Vous vous souvenez de Mark Watney dans The Martian ? Il était bloqué, affamé et cultivait des pommes de terre dans de la terre qui n’était techniquement pas de la terre.
Fictif. Super film.
La vraie vie ne se soucie pas des retours au box-office.
Jessica Atkin le sait. Elle est botaniste chez Texas A&M. Son travail consiste à faire pousser des plantes dans un endroit conçu pour les tuer. La NASA veut une base permanente. Peut-être que tu peux y manger ? C’est le problème. L’envoi de dîners surgelés fonctionne pour un week-end. Il échoue pour un règlement. Si les astronautes restent, ils doivent se nourrir.
La Lune déteste l’agriculture.
Il y a d’abord le problème de la glace d’eau. Ensuite, il y a le régolithe. C’est le mot pour sol lunaire. Ce n’est pas de la terre. C’est du verre volcanique tranchant. Il adhère aux combinaisons spatiales comme de la colle. Cela crée des micro-déchirures. Les plantes n’ont pas d’armure cutanée. Ils sont déchiquetés. De plus, si vous ajoutez de l’eau, cela se transforme en ciment. Les racines étouffent. C’est horrible.
Atkin pense qu’elle a une solution.
Elle n’essaie pas d’envoyer de la terre sur Terre. Une livre coûte 100 000 $ à lancer. Personne ne fait ça. Au lieu de cela, elle regarde les champignons. Et des pois chiches. Pourquoi?
Les légumineuses sont tenaces. Ils survivent à la négligence. Ils recrutent des microbes pour les aider à manger de la roche. Atkin pensait que si les champignons aidaient les plantes à conquérir la Terre, ils pourraient peut-être aussi le faire sur la Lune.
« La nature nous donne toutes les réponses, il suffit de les découvrir. »
Elle l’a prouvé dans son salon.
Oui vraiment. C’était en 2021. Elle manquait de soutien institutionnel. La NASA a aimé l’idée mais a exigé des données qu’elle n’avait pas. Alors elle a acheté des fournitures. Elle a transformé son salon en laboratoire. J’ai utilisé un simulant qui imite les hauts plateaux lunaires, car la véritable poussière d’Apollo est rare et chère. Le résultat ? Les pois chiches ont germé plus rapidement dans la poussière simulée par la lune que dans la terre.
Ils étaient stressés. Ils produisaient moins de graines.
Cela n’a pas d’importance.
Les graines ne sont pas le but. Le but est de transformer le régolithe en terre. Même si les pois chiches sont toxiques, ils effectuent un travail de bioexploitation minière. Ils extraient les métaux. Ils brisent le cycle. Après quelques tours, vous pourriez faire pousser des tomates. Ou des fraises.
Imaginez le menu.
Les protéines proviennent de sachets. Humus? Peut-être si vous trouvez un mixeur qui ne flotte pas. Des Falafels ? Atkin plaisante sur l’ouverture d’un stand sur la surface lunaire. Mais les fruits semblent réalisables. Les fraises ont déjà voyagé vers l’ISS.
Des défis demeurent.
Radiation. Un sixième de la gravité signifie que l’arrosage semble bizarre. Deux semaines de lumière suivies de deux semaines d’obscurité totale nécessitent des soleils artificiels. Les astronautes détestent également la poussière dans leur habitat. La serre doit être hermétique et séparée. Pas de respiration de la poussière de verre.

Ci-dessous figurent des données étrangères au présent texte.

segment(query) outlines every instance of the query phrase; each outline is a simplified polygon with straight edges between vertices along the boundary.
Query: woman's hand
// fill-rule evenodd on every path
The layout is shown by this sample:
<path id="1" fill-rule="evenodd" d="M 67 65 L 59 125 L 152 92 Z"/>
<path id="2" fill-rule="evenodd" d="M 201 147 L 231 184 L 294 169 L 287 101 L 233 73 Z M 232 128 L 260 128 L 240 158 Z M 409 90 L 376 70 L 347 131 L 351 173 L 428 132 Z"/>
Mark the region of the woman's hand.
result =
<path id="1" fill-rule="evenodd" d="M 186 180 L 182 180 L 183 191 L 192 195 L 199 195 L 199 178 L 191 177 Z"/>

C’est un domaine de niche.
« Botaniste lunaire » ne figure pas dans le menu déroulant de LinkedIn. Atkin a du mal à trouver des emplois. Elle veut monter. Testez la théorie pour de vrai. Créer un sixième de gravité sur Terre est presque impossible. Vous ne pouvez pas simuler l’environnement.
Alors elle attend.
Artemis prévoit de rendre bientôt les humains. Elle espère qu’un emploi s’ouvrira. Si la NASA lui demandait d’installer la première serre lunaire ?
Elle ne dirait pas non.
«Je serais concierge sur la lune», dit-elle. Nettoyage des métaux. Aider les plantes à vivre dans un endroit construit pour la poussière.
Sa grand-mère n’est pas là pour le voir. Elle a élevé Atkin dans un ranch avec des tracteurs et des fraises. Elle aurait été chatouillée. Fier comme le sont les grands-mères. Sans surprise, peut-être. Atkin faisait toujours des choses aléatoires.
La lune est froide. Sec. Toxique.
Mais ce n’est pas encore mort.
Il suffit de présenter les bons partenaires. Les champignons d’abord. Les pois chiches ensuite. Tout le reste après ça.